Du virtuel au réel, il n’y a parfois qu’une mince frontière. Virtuellement, ce tournoi devait être un succès et il le fut dans la réalité. Sur le terrain mais aussi dans son organisation. Vous avez pu visiter Tychy, Kielce, Krakow, Bydgoszcz, Gdynia ou Lublin, leurs petites rues pavées, leurs places charmantes, leurs maisons colorées. La Pologne de carte postale. Assis en terrasse, un Zywiec à la main (ou pour ceux restés chez eux une Heineken à demi-fraîche sur une table basse bien lové dans votre canapé moelleux), vous avez pu admirer l’ambiance et l’atmosphère sans pareille mesure pour une compétition espoirs.

Bien sûr que les supporters polonais étaient les plus nombreux, les plus bruyants et les plus fervents mais venus de Suède, de Macédoine, de Slovaquie, d’Allemagne ou d’ailleurs, les fans se sont emparés des stades et des villes hôtes avec joie, fête et bonne humeur. Une kermesse de deux semaines s’est baladée a travers les six villes polonaises et ce sans le moindre incident majeur. Bien loin de certaines images désastreuses de l’Euro 2016 en France ou celle de l’Euro 2012. Aussi, les chiffres ne mentent pas : avec une fréquentation de plus de 11.000 spectateurs par match, ce tournoi reste une réussite dans les tribunes et pas seulement lors des matchs de la Pologne. Les demi-finales et la finale ont battu des records d’affluence pour ce type d’événement.

Krach à domicile en vue

Si cet Euro Espoirs représente un succès en dehors du terrain, dans les tribunes ou sur le terrain pour beaucoup de sélections, en revanche la fête a vite tourné au cauchemar pour l’hôte polonais (tiens, un air de déjà-vu avec l’Euro 2012 co-organisé avec l’Ukraine). Les Polonais se sont-ils vu trop grands, trop forts, trop beaux ? Peut-être. Aurait-on pu éviter ce désastre ? Peut-être pas. Éliminé après la phase de groupe avec seulement un petit point, le camouflet est terrible. Certains diront qu’il est facile, après coup, de trouver des boucs émissaires et de les brûler à longueur d’article comme des poupées vaudou conjurant le sort funeste. Mais soyons lucides, si plusieurs éléments expliquent cette contre-performance tournant au fiasco pour les petits bialo-czerwony, un homme est dans le viseur.  Il s’agit de la figure de proue de ce désastre : son sélectionneur, capitaine du Costa Concordia polonais, Marcin Dorna.

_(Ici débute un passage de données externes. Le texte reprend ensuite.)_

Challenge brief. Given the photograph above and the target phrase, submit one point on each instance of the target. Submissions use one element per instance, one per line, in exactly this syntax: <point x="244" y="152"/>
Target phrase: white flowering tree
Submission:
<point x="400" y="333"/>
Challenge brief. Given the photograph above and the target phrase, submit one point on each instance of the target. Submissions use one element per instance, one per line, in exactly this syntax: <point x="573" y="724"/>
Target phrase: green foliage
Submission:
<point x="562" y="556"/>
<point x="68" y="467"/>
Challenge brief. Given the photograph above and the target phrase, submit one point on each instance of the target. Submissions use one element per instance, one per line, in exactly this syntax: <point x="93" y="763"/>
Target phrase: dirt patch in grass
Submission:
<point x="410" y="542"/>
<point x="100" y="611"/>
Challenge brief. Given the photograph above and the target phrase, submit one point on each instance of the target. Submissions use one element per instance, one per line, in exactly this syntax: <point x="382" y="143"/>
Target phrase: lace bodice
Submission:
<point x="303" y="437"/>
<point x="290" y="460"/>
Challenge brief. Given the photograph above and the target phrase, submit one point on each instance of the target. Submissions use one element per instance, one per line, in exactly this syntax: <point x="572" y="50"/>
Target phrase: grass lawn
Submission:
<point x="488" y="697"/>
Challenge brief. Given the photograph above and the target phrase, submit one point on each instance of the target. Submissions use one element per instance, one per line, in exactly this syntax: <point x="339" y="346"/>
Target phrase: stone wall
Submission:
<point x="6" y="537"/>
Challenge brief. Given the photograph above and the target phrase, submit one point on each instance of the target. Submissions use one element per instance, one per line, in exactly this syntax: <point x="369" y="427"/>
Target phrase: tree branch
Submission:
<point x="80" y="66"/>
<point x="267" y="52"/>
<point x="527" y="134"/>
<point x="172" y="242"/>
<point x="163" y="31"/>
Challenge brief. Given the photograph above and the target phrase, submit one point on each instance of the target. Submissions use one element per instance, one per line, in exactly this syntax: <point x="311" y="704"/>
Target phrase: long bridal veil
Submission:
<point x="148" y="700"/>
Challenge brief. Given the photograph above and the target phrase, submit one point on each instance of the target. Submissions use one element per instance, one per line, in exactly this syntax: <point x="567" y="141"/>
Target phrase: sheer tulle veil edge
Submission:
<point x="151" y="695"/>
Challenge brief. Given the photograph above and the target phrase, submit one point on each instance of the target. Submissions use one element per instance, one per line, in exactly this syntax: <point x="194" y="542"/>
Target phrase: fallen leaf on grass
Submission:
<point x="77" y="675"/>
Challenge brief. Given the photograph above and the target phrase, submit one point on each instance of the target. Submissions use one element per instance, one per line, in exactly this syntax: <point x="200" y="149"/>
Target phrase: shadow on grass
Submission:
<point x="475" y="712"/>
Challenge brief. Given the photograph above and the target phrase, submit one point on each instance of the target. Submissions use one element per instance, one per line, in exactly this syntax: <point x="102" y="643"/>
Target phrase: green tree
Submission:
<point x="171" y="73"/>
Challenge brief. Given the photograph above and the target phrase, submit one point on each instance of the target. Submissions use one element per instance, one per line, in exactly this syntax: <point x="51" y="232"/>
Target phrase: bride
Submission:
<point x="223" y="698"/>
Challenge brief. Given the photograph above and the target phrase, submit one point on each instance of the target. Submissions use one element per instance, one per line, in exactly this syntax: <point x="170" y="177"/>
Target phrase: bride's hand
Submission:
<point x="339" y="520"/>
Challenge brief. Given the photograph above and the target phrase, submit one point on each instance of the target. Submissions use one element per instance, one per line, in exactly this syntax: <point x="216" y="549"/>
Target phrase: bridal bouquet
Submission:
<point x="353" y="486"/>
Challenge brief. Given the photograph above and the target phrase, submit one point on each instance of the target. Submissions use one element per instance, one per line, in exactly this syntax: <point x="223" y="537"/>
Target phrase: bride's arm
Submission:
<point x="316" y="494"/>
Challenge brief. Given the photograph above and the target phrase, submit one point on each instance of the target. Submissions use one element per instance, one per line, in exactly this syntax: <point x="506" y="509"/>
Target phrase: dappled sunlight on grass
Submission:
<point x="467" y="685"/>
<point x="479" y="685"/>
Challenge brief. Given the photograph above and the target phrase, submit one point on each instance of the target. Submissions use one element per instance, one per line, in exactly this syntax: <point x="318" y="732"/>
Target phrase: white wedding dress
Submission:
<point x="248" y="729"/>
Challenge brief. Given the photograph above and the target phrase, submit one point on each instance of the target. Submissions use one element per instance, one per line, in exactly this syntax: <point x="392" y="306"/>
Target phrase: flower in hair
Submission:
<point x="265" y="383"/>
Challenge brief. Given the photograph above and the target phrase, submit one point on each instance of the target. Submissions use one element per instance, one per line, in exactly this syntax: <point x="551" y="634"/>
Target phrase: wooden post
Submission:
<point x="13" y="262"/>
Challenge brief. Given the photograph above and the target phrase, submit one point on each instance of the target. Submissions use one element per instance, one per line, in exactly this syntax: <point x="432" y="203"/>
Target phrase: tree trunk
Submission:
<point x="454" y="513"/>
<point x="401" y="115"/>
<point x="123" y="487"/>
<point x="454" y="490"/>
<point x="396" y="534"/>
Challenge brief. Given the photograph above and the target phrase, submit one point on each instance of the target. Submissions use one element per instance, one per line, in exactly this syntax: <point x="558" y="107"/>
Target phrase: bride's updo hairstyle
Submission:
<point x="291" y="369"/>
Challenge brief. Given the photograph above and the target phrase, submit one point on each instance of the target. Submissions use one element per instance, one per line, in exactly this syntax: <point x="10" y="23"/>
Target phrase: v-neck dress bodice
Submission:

Certains commentateurs d’une chaîne de sport française l’affublent du sobriquet tantôt sérieux tantôt ironique de « scientifique ». Marcin Dorna, le sélectionneur polonais, est au cœur d’une tourmente qu’il a lui-même provoquée. Artisan d’une défaite programmée, d’une terrible honte à domicile. Son parcours à travers toutes les sélections de jeunes en faisait quelqu’un d’apprécié à la fédération, malgré des résultats parfois peu convaincants. Mais il a vu grandir ses joueurs, ce qui aux yeux de beaucoup faisait de lui l’homme idéal pour partir en chasse du titre européen avec cette génération. Et puis Marcin Dorna est jeune, rien à voir avec Smuda pensait-on. Nous nous sommes trompés.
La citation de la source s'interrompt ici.